Tempting shortcut Why it's wrong
"This change looks small, I'll skip the risk-tier rubric." The rubric drives the checkpoint schedule and whether ambiguity questions are required. Skipping it produces a plan that's either over- or under-scoped. Spend the 10 seconds on step 2.
"Generic 'monitor error rate' alerting is good enough; no need to query baselines." Without a baseline, the threshold has no context. A 1% error-rate alert is fine for checkout but constant noise for an email-bounce ingester. The executor's evidence-discipline gate will mark thresholds with no baseline as INCONCLUSIVE — the indicator becomes useless.
"I'll skip the intended-effect indicator — golden signals cover regressions and that's the main risk." A change that ships and doesn't move the metric it was supposed to move is a different kind of failure. Silent unless you watch for it. Required, not optional.
"The user can figure out the rollback path under pressure." MTTR is the dominant lever in incident impact (SRE book ch. 13). Asking on-call to invent a rollback at 3am is exactly when the plan should have already named one. One line, written when you're calm.
"Multiple telemetry tools are available, I'll list them all and let the user pick." Decision paralysis. Default-with-escape-hatch beats menu-of-options. The priority order in step 4 exists for this; pick one and note alternatives only in passing.
"This deploys to one region today, I'll skip the env enumeration." The plan must enumerate explicitly, even when the answer is one. The enumerate_envs.sh script also surfaces fan-out cases the user may have forgotten (matrix jobs, ApplicationSet generators, Vercel preview targets).
"This is a high-risk change but the user is in a hurry — I'll skip the ambiguity questions." Hard rule (interactive mode): never proceed past step 10 on a high-tier change with unresolved ambiguity. A wrong plan run by the executor wastes the +10m checkpoint and shifts blame later. The questions are the cheapest part of the workflow. Auto-mode exception: in auto mode, log the assumptions in the rendered plan instead of asking — the user reviews the plan before invoking monitor-rollout.
"I'll just ask the user even though we're in auto mode." Auto mode is the user's explicit instruction to proceed without blocking. Asking stalls the workflow and ignores the explicit signal. Use tier-defaults, log every skipped question as an assumption in the plan, and let the user audit at review time.

Limits

If the user asks one of these limit-questions, read references/limitations.md:

  • "Can this run while I'm offline / when my session ends?"
  • "How does my team see what's being monitored?"
  • "Can it learn from past deploys?"
  • "Can I auto-rollback?"
  • "Why can't I fix two regressions in parallel?"

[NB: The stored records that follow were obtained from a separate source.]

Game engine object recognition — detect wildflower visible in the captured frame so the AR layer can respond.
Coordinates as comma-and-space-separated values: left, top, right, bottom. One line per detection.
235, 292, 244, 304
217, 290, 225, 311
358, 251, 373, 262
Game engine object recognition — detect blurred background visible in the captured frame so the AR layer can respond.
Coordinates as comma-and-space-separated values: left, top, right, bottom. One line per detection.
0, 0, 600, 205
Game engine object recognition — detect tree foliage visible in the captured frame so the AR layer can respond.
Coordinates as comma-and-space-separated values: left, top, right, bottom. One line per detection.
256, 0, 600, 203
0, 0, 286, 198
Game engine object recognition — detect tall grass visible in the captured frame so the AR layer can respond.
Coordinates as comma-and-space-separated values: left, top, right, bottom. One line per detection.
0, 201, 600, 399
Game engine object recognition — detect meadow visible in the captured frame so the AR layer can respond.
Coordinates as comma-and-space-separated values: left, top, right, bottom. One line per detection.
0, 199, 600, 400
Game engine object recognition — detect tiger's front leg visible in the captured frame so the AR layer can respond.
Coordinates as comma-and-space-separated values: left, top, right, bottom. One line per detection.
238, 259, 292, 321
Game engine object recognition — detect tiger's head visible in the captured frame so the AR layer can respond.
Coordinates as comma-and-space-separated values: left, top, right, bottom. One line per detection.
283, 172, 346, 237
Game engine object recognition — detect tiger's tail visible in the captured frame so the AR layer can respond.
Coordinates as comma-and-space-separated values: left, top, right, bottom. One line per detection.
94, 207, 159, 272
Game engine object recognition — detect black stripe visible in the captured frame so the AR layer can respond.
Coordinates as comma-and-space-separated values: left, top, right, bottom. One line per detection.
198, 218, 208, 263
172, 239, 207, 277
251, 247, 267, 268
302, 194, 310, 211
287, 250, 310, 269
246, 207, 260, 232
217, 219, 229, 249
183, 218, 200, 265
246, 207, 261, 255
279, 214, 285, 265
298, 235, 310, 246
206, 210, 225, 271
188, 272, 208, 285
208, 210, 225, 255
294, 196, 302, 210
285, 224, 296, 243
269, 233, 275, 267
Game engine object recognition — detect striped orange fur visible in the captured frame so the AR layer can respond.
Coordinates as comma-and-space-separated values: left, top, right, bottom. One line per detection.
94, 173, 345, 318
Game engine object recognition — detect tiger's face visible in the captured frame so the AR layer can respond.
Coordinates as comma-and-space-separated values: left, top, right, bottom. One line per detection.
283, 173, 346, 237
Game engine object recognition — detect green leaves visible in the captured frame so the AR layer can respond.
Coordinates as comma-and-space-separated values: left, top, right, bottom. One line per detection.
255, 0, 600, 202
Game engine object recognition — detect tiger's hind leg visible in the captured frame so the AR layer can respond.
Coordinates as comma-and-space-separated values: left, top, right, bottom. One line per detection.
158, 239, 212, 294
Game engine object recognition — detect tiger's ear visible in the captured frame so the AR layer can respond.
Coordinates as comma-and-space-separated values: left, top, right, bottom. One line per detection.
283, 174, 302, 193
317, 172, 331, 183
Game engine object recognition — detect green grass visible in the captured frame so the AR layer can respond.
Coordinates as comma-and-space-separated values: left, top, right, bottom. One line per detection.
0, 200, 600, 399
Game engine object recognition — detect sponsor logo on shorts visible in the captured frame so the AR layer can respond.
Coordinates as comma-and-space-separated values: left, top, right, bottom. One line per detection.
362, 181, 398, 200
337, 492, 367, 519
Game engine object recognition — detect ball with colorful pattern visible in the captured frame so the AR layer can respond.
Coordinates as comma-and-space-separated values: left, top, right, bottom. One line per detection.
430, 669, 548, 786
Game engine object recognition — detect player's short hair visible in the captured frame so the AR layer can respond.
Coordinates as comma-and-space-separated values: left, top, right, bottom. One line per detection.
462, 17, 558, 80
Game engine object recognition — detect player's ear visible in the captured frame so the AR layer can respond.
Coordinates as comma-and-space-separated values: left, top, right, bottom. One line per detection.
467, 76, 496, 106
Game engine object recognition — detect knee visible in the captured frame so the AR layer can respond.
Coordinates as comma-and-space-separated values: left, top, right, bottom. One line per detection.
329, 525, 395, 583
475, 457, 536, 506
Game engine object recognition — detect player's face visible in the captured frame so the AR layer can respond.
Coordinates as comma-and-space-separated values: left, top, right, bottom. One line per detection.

What this skill does NOT do

  • Does not run the monitoring itself — that's monitor-rollout.
  • Does not promise to detect every possible regression. The plan is anchored on this change's failure modes.
  • Does not write generic "monitor everything" plans. Generic alerting is upstream of change control.
  • Does not file issues or modify CI. The plan is a markdown section the executor reads.